The order serves as an authoritative interpretation on a number of issues under a law which is in its nascent stage. One of the issues which came up for determination before the Commission was the extent and scope of the term "agreement" which is a prerequisite in order to determine whether there was any violation. It was observed that for an agreement to exist there has to be an act in the nature of an arrangement, understanding or action in concert including existence of an identifiable practice or decision taken by an association of enterprises or persons. It was held in this case, the existence of any "agreement" between the banks cannot be conjectured or even circumstantially adduced as the practice of levying PPC was based upon individual discretion of each bank. The Commission noted that the practice of charging prepayment penalty cannot be said to be a concerted decision of all the banks as all of them had not started charging prepayment penalty at one point of time. Further, there was no evidence to suggest that that the banks had formed any internal or discrete association for the purpose of charging prepayment penalty. Thus, congruence of action, which is an integral part of any agreement was not established. Whereas it has been found that some banks are imposing PPC, there is no evidence to establish that this practice is a result of some action in concert or emerges from a collusive decision but levying of such PPC has a reasonable economic justification.
Having said that, CCI seems to have raised the "bar" for proving the existence of an agreement and for it to qualify as anti competitive. It is true that in almost all countries, including India (even under the erstwhile MRTP Act), more evidence is required than just parallel behavior to support a prosecution for entering into an anti competitive agreement. US and European courts have adopted a "parallelism plus" approach, which requires the existence of "plus factors" beyond merely parallel behavior by firms in order to prove that the firms have indulged in anti competitive behavior. Having said that, normally there is no express agreement that is entered into by entities engaging in anti competitive conduct but the practice is usually in the form of a tacit understanding. Existence of such arrangements is usually proved by circumstantial evidence, and by setting up and proving a chain of events leading to a common understanding or plan. The underlying issue is what, at the minimum, constitutes that "meeting of the minds" which must be directly or circumstantially established to prove that there is a restrictive effect on competition. It can be argued that, the Commission should have given more importance to the meetings of the Indian Banks Association ("IBA") where the decision to charge PPC was taken and should have scrupulously analyzed the actions of the banks to show how the common approach deliberated in meetings of IBA was actually implemented. Further, the perusal of the internal circulars of these banks may lead to a conclusion that the main purpose to introduce PPC was to dissuade the borrowers from shifting to other banks. Whether, the Commission should have attached more importance to such circumstances in arriving at the conclusion in its order remains a moot point.

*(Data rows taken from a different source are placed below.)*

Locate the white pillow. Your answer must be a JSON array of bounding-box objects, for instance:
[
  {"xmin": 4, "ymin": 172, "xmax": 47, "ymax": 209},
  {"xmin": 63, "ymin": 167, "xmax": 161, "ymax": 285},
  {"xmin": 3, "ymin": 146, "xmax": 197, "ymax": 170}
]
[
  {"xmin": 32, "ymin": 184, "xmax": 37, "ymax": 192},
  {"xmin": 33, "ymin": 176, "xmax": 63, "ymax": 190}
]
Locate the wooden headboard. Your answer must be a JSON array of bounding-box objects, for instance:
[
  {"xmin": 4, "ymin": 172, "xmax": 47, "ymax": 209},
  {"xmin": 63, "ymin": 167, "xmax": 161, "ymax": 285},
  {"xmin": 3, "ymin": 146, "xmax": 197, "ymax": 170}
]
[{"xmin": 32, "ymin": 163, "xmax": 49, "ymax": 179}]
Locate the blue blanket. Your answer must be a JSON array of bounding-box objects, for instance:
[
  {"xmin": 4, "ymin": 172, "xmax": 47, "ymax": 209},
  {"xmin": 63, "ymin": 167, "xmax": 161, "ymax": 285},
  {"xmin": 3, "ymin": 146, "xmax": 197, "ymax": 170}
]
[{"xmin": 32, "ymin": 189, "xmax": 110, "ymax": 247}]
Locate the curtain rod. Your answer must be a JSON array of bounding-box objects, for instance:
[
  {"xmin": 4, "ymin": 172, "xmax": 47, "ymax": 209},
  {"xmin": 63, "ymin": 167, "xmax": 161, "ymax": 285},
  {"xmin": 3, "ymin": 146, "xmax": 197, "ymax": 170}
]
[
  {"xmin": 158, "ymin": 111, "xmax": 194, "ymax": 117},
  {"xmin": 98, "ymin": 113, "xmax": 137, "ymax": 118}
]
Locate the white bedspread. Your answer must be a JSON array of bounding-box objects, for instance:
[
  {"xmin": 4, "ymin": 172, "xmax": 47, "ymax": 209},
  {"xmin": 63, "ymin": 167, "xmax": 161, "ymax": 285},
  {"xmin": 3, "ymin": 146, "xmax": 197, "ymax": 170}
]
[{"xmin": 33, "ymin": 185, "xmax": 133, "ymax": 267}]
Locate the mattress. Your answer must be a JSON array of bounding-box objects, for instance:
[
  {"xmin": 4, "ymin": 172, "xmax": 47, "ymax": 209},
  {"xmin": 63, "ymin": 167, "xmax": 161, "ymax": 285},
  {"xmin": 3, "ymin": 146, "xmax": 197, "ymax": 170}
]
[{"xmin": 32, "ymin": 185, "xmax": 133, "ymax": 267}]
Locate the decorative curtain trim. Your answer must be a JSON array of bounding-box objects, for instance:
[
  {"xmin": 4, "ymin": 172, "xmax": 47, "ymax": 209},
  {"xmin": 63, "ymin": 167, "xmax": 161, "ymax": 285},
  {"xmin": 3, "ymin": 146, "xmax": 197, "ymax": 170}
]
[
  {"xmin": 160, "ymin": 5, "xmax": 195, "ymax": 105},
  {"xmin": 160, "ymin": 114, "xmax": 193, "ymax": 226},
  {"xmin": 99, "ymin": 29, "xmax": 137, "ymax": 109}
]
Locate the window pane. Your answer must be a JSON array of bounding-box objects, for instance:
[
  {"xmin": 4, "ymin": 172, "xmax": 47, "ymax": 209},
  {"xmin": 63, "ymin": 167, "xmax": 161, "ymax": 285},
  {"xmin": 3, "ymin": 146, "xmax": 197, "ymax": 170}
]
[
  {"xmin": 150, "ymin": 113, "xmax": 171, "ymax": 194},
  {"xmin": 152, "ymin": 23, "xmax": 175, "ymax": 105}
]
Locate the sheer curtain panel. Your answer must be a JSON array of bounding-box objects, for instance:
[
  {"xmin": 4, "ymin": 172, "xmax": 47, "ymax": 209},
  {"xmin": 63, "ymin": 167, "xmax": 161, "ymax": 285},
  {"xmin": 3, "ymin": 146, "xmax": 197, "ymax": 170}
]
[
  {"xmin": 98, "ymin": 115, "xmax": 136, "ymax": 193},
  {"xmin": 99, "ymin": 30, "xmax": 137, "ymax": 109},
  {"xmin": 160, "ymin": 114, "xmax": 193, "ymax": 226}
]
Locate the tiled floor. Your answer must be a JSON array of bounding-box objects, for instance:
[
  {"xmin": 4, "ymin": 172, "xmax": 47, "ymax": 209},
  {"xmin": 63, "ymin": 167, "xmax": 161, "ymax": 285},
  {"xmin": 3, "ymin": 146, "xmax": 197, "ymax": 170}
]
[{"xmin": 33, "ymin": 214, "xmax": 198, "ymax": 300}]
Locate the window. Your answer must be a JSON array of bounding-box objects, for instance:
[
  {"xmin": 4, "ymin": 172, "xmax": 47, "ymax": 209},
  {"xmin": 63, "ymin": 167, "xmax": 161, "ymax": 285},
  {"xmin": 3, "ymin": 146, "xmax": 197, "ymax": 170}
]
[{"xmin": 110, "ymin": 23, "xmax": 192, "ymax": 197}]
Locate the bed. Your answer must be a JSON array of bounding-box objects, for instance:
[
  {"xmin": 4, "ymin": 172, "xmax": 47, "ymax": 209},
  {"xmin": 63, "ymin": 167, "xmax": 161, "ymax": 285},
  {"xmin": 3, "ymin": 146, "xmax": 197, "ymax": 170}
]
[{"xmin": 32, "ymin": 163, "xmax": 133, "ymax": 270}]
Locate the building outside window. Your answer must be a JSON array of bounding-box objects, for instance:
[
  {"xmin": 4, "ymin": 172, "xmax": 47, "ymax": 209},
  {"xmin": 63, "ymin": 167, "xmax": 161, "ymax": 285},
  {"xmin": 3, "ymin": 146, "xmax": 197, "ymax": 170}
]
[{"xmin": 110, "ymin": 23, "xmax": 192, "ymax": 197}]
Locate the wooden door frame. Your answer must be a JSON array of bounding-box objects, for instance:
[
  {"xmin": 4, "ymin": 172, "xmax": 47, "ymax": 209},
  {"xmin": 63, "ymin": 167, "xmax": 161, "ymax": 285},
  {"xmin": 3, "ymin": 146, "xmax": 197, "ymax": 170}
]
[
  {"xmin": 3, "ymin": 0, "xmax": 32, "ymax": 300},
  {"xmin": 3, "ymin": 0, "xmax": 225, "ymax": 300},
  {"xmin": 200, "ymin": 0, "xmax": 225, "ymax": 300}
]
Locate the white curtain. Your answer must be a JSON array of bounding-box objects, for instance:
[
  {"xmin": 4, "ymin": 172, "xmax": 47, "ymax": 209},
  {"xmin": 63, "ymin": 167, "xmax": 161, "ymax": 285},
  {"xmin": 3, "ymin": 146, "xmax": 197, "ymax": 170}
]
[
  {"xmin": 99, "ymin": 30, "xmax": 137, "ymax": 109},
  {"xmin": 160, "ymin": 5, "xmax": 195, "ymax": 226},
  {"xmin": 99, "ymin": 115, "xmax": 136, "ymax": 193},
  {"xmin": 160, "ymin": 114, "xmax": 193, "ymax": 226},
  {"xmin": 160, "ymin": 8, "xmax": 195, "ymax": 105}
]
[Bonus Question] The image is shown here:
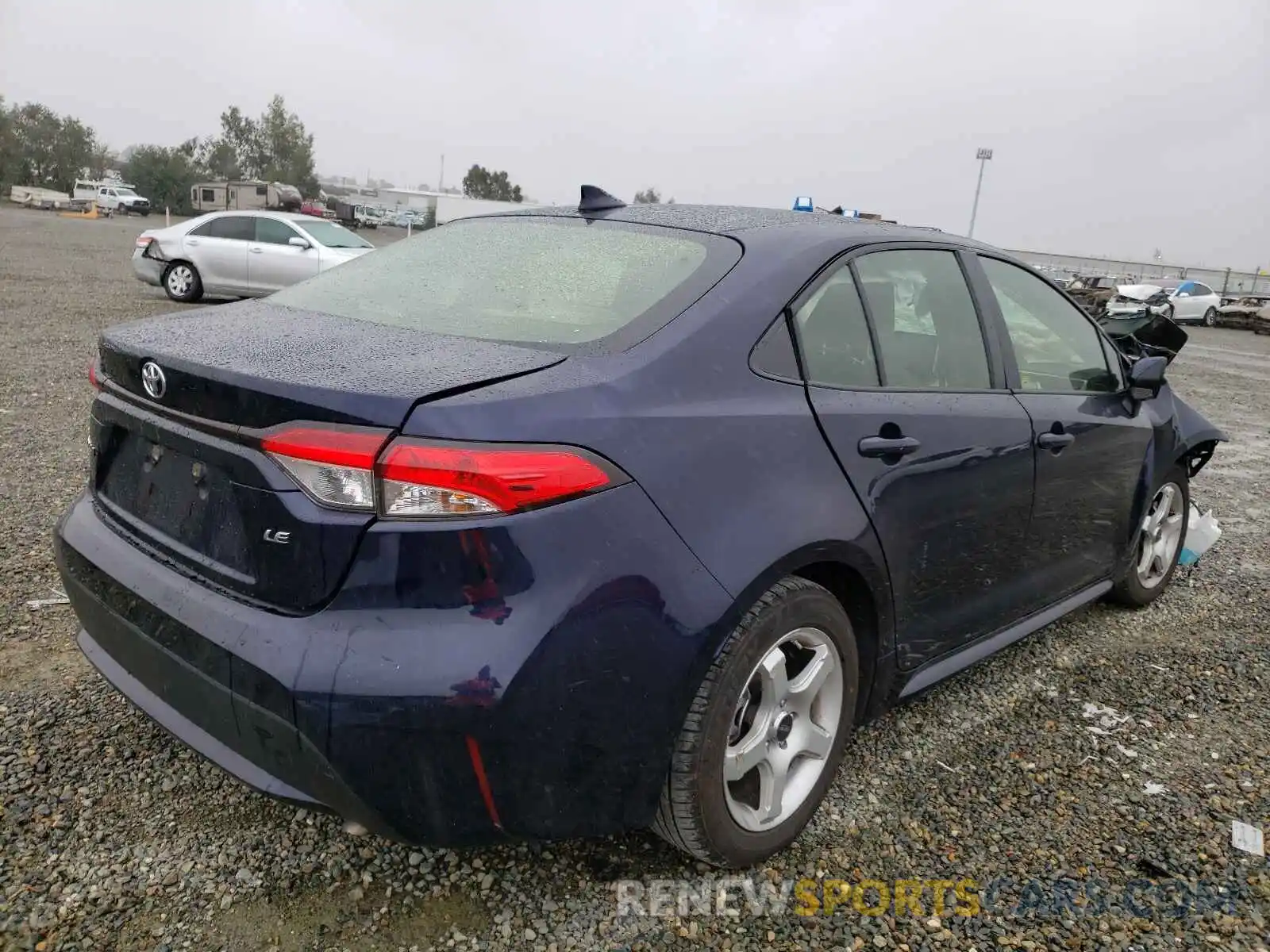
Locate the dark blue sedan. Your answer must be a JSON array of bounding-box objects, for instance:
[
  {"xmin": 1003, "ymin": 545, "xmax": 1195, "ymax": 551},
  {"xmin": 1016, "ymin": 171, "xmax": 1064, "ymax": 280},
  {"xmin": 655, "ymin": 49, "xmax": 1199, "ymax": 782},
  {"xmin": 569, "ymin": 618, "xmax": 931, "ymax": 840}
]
[{"xmin": 56, "ymin": 188, "xmax": 1224, "ymax": 866}]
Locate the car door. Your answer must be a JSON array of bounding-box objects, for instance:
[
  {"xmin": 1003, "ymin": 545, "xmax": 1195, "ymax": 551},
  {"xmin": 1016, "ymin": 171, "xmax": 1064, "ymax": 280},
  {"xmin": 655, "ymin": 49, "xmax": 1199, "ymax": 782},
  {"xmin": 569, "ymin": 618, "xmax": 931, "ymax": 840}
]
[
  {"xmin": 1172, "ymin": 281, "xmax": 1204, "ymax": 321},
  {"xmin": 1191, "ymin": 281, "xmax": 1222, "ymax": 320},
  {"xmin": 976, "ymin": 254, "xmax": 1152, "ymax": 608},
  {"xmin": 183, "ymin": 214, "xmax": 256, "ymax": 294},
  {"xmin": 792, "ymin": 246, "xmax": 1033, "ymax": 669},
  {"xmin": 246, "ymin": 216, "xmax": 321, "ymax": 294}
]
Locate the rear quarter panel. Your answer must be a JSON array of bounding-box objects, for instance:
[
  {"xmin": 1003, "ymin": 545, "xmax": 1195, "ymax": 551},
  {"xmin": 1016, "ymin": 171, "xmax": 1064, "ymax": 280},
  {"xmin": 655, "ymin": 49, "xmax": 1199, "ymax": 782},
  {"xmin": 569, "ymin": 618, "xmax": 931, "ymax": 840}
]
[{"xmin": 404, "ymin": 239, "xmax": 891, "ymax": 651}]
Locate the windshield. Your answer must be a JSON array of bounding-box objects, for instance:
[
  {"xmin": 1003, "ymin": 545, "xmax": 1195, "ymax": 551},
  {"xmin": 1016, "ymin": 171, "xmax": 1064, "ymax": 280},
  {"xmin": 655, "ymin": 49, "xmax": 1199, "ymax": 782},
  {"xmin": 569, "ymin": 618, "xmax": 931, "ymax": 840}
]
[
  {"xmin": 291, "ymin": 218, "xmax": 375, "ymax": 248},
  {"xmin": 271, "ymin": 216, "xmax": 739, "ymax": 345}
]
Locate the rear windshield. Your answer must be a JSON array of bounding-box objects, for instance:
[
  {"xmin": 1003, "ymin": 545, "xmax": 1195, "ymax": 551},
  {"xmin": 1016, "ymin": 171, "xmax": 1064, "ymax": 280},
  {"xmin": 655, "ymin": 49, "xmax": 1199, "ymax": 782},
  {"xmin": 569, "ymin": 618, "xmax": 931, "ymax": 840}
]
[
  {"xmin": 291, "ymin": 218, "xmax": 375, "ymax": 248},
  {"xmin": 271, "ymin": 216, "xmax": 741, "ymax": 347}
]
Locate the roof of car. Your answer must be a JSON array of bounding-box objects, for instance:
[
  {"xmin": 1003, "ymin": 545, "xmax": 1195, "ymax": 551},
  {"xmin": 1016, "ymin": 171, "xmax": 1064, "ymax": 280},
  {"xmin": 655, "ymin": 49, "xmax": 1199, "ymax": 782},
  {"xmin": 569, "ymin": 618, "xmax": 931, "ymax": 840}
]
[{"xmin": 483, "ymin": 203, "xmax": 988, "ymax": 248}]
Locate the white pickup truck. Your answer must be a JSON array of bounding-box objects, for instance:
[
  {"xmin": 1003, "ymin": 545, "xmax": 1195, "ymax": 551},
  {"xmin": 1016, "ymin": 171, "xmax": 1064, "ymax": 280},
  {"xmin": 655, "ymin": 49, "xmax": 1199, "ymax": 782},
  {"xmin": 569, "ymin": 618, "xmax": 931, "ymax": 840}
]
[{"xmin": 71, "ymin": 179, "xmax": 150, "ymax": 216}]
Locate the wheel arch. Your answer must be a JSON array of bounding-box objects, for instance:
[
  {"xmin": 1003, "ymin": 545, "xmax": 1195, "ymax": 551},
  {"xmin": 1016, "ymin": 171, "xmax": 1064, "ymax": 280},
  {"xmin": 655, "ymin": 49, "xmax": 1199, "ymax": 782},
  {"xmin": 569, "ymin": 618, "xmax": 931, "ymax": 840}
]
[{"xmin": 691, "ymin": 539, "xmax": 894, "ymax": 724}]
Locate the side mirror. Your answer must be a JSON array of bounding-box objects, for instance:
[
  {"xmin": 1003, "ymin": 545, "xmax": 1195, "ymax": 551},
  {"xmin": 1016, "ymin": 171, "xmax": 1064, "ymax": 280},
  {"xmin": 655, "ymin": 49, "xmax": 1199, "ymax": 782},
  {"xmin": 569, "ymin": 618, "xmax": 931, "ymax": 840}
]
[{"xmin": 1129, "ymin": 357, "xmax": 1168, "ymax": 402}]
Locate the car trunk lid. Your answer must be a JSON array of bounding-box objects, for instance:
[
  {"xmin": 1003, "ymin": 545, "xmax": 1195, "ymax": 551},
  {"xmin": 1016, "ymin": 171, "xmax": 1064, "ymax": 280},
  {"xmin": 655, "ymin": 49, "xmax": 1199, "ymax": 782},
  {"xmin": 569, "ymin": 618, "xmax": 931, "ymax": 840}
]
[
  {"xmin": 91, "ymin": 303, "xmax": 564, "ymax": 613},
  {"xmin": 99, "ymin": 301, "xmax": 565, "ymax": 429}
]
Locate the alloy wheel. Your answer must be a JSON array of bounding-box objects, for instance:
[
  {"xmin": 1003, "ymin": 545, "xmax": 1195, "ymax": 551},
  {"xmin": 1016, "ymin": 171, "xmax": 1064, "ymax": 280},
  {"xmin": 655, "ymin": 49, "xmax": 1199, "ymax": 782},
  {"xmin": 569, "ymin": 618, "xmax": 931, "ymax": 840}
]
[
  {"xmin": 167, "ymin": 264, "xmax": 194, "ymax": 297},
  {"xmin": 1137, "ymin": 482, "xmax": 1186, "ymax": 589},
  {"xmin": 724, "ymin": 628, "xmax": 843, "ymax": 833}
]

Considering the fact that the informant did not present any views after the Director General presented its investigation report, it seems unlikely that he would pursue the matter before the appellate tribunal. However, the Act provides that "any person" who is aggrieved by the order of the Commission may appeal to the appellate tribunal. Hence, any consumer who may be aggrieved by the order may take recourse to the tribunal. The same remains to be seen but as it stands the banks are free to charge PPC as has been done hitherto.